Initial stage sintering of polymer particles – Experiments and modelling of size-, temperature- and time-dependent contacts
1 Max–Planck-Institute for Polymer Research, Physics at Interfaces, Ackermannweg 10, 55218 Mainz, Germany
2 Multiscale Mechanics, Engineering Technology, MESA+, University of Twente, PO Box 217, 7500 AE Enschede, The Netherlands
Published online: 30 June 2017
The early-stage sintering of thin layers of micron-sized polystyrene (PS) particles, at sintering temperatures near and above the glass transition temperature Tg (~ 100°C), is studied utilizing 3D tomography, nanoindentation and confocal microscopy. Our experimental results confirm the existence of a critical particle radius (rcrit ~ 1 μm) below which surface forces need to be considered as additional driving force, on top of the usual surfacetension driven viscous flow sintering mechanism. Both sintering kinetics and mechanical properties of particles smaller than rcrit are dominated by contact deformation due to surface forces, so that sintering of larger particles is generally characterized by viscous flow. Consequently, smaller particles require shorter sintering.
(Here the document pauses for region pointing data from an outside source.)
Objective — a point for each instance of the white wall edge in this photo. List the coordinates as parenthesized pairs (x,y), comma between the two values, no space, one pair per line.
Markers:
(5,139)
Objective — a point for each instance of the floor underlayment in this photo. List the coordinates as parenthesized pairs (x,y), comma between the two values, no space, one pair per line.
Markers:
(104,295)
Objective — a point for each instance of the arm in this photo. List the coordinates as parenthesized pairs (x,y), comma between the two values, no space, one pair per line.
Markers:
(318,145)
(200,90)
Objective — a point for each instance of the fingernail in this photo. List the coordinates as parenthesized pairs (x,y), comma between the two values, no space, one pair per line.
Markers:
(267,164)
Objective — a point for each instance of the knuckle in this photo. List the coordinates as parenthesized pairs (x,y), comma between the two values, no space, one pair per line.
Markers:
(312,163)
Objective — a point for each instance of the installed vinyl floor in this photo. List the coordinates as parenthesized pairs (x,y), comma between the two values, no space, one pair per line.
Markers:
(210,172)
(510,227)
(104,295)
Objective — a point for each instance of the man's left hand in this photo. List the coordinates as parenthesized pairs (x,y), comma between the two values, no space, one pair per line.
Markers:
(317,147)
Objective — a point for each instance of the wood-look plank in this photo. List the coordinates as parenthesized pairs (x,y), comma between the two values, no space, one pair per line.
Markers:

These experimental observations are supported by discrete particle simulations that are based on analytical models: for small particles, if only viscous sintering is considered, the model under-predicts the neck radius during early stage sintering, which confirms the need for an additional driving mechanism like elastic-plastic repulsion and surface forces that are both added to the DEM model.